Pour survivre sur la banquise, au cœur de l’hiver austral, les manchots empereurs forment des groupes compacts ou « tortues ». Des chercheurs révèlent que les manchots s’y déplacent imperceptiblement, selon un modèle proche des embouteillages automobiles.

 


Quand la température frôle les -30 ° et que le blizzard souffle, les manchots empereurs se serrent les uns contre les autres en une formation appelée « tortue ».
© CNRS/DEPE/IPEV


Chaque année, les manchots empereurs mâles réalisent une petite prouesse. Juste après la ponte, et alors que les femelles sont parties pêcher à des centaines de kilomètres de là, ils restent couver le précieux œuf sur la banquise durant plus de soixante jours. Pour résister aux rigueurs de l’hiver austral – jusqu’à -30 °C et des vents pouvant souffler jusqu’à 200 kilomètres/heure –, une seule solution : se serrer les uns contre les autres au sein d’une formation compacte, appelée la « tortue ». Les chercheurs ont montré qu’à l’intérieur d’une tortue, les températures peuvent avoisiner les 37 °C, soit une température proche de la température corporelle du manchot. Néanmoins, ce qui se passait au sein de cette tortue restait encore mystérieux...

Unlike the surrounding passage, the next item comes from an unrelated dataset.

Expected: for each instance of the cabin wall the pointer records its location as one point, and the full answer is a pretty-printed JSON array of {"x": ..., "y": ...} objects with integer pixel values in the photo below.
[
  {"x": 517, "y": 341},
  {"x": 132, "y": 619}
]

Grâce à des vidéos tournées près de la base scientifique française de Dumont d’Urville, en Antarctique, et au travail de modélisation effectué par une équipe de biophysiciens allemands, on en sait désormais plus sur le fonctionnement intime des tortues. Elles bougent imperceptiblement, toutes les demi-minutes environ, selon une onde de propagation proche de ce qui se passe dans les embouteillages automobiles. « Il suffit qu’un individu, situé au centre ou en périphérie de la tortue, se déplace d’un ou deux centimètres, pour que l’ensemble du groupe se mette à bouger. Pour éviter que l’air froid ne s’engouffre, son voisin comble l’espace laissé vacant, et ainsi de suite… », décrit André Ancel, chercheur CNRS au Département d’écologie, physiologie et éthologie de l’Institut pluridisciplinaire Hubert Curien, qui cosigne l’article paru dans le New Journal of Physics.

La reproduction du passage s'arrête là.